No tempo de vida destas parcerias, o valor a pagar pelo Estado foi reduzido mais de 310 milhões de euros

por ano, de 22,3 mil milhões de euros antes da negociação para 14,8 mil milhões de euros depois das

negociações realizadas por este Governo.

Qualquer taxa ou taxinha que fosse aplicada por iniciativa de algum partido da oposição, seguramente, não

permitiria nem um terço destes ganhos que foram obtidos por renegociação e sem pôr em causa a reputação,

o bom nome de Portugal.

Aplausos do PSD e do CDS-PP.

Por último, duas palavras, de forma breve.

É verdade, Sr. Deputado Hélder Amaral, a preocupação deste Governo tem sido a de ser um guardião, de

proteger os sinais positivos da economia, num braço de ferro entre as adversidades que puxam ou poderiam

puxar a economia para a estagnação e para a recessão e as energias que puxam a economia para cima. O

Governo tem estado neste braço de ferro sempre a puxar pelo lado positivo da economia. E, demonstrando

que não existe nenhuma obsessão com metas orçamentais cegas, corrigimos a meta-objetivo para 2015, não

cedendo à tentação de aumentar impostos, fosse o IVA ou qualquer outra nova taxa sobre os aeroportos ou a

hotelaria.

Naquilo que depende do Governo nacional, não haverá taxas aeroportuárias, não haverá nenhuma taxa a

onerar os empresários do setor turístico.

Aplausos do PSD e do CDS-PP.

Trata-se de um setor onde diminuímos, em dois terços, as taxas pagas e os custos de contexto das

agências de viagens.
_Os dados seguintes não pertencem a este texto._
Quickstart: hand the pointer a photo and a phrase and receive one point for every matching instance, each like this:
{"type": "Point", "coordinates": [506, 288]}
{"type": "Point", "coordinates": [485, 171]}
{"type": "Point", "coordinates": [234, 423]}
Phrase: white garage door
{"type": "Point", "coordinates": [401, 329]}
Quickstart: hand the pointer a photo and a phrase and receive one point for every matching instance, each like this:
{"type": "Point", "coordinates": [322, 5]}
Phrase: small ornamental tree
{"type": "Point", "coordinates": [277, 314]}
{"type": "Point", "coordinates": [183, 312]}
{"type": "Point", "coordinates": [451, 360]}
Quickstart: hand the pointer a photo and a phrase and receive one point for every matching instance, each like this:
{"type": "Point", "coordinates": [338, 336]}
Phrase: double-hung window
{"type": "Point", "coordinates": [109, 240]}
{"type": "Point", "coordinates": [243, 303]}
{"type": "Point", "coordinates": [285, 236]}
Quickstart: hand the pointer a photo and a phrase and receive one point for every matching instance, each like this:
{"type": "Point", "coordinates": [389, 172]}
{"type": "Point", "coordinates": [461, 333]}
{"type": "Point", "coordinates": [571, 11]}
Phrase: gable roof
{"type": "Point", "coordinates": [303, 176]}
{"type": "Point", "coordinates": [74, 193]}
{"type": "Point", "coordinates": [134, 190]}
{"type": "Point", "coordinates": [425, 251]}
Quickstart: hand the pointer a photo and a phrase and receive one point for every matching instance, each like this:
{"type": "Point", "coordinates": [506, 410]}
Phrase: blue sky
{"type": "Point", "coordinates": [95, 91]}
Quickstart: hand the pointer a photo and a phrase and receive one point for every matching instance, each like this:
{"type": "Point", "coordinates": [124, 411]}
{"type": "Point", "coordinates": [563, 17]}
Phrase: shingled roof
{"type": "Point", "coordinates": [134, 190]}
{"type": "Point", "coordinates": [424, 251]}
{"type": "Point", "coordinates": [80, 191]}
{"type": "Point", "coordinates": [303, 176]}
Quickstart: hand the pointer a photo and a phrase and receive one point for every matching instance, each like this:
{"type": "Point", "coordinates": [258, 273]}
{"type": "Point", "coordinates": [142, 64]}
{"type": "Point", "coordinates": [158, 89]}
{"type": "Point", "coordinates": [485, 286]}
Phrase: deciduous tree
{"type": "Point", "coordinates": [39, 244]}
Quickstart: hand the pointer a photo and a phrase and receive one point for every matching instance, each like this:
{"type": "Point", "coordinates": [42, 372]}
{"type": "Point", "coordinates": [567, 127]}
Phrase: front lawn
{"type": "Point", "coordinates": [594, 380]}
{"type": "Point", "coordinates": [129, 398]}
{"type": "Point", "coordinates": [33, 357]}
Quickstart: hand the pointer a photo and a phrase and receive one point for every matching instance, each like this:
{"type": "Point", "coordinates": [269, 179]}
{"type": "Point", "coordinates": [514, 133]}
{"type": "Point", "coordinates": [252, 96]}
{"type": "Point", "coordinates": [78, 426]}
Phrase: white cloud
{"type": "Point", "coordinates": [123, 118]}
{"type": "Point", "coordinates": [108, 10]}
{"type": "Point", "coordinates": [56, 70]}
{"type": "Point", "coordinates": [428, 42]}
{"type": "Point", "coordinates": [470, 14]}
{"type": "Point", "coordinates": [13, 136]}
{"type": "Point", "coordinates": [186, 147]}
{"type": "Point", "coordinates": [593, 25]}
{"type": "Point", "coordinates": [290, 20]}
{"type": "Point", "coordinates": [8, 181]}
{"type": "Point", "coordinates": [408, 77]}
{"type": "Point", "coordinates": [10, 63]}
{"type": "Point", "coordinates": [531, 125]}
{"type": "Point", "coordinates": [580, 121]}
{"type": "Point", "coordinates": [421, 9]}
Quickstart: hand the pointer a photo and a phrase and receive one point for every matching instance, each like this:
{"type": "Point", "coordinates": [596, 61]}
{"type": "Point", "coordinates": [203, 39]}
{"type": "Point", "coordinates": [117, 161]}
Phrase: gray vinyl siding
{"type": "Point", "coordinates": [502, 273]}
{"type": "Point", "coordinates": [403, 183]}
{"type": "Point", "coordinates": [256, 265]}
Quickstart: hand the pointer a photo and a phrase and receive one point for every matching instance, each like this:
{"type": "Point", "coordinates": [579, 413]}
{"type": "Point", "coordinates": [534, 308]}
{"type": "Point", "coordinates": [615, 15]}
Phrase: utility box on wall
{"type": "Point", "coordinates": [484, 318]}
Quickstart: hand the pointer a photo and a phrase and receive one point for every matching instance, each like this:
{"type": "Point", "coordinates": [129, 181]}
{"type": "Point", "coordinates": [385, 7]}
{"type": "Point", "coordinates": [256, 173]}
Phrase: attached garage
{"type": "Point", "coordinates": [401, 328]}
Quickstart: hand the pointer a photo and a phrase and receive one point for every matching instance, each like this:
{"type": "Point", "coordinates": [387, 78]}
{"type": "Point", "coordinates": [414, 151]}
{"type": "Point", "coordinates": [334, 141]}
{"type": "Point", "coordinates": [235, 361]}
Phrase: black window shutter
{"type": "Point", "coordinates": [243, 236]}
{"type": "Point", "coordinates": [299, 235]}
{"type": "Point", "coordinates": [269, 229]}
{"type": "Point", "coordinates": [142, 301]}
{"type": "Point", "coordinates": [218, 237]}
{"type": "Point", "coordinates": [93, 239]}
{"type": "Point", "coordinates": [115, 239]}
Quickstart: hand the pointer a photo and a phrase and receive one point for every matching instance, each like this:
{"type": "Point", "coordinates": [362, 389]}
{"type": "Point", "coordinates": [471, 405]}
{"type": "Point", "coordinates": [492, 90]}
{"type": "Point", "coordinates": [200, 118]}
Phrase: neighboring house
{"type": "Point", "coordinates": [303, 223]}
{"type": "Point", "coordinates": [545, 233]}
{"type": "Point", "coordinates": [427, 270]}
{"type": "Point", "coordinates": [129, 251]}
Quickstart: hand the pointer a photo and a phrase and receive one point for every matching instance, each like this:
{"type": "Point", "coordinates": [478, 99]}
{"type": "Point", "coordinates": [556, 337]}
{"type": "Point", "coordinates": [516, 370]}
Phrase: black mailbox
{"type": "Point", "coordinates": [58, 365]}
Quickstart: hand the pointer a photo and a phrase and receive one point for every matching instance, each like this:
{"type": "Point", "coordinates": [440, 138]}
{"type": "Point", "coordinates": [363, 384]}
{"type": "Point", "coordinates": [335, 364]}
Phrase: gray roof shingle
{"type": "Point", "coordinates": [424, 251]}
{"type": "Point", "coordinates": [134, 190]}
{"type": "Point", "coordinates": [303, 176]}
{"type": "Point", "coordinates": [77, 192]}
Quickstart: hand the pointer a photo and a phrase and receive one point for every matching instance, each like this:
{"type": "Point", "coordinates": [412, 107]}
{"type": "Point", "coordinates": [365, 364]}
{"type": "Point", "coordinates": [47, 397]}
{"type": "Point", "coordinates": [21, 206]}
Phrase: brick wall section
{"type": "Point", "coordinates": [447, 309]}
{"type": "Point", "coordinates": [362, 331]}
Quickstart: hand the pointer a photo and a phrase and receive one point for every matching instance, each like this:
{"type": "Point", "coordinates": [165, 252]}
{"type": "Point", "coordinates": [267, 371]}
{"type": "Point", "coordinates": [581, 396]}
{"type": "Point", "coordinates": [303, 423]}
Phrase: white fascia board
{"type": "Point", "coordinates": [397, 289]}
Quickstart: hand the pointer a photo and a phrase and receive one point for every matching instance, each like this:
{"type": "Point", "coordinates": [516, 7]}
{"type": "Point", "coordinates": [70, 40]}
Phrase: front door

Diminuímos até em 80% as taxas pagas pela animação turística, eliminámos as taxas de

classificação que os hotéis pagavam ao Turismo de Portugal para se classificarem, num setor que criou,

diretamente, 30 000 postos de trabalho ao longo do último ano, num setor que vale 10% da riqueza que

criamos em Portugal e 16% da nossa agenda de exportações.

Finalmente, Sr.ª Deputada Mariana Mortágua, sobre a PT, diz a Sr.ª Deputada que eu nada disse.

O Sr. Luís Menezes (PSD): — Não ouviu bem!

O Sr. Ministro da Economia: — Acho que foi manifesto que, sobre a PT, já disse tudo aquilo que tinha

para dizer.

O Sr. Pedro Nuno Santos (PS): — Mas diga aqui!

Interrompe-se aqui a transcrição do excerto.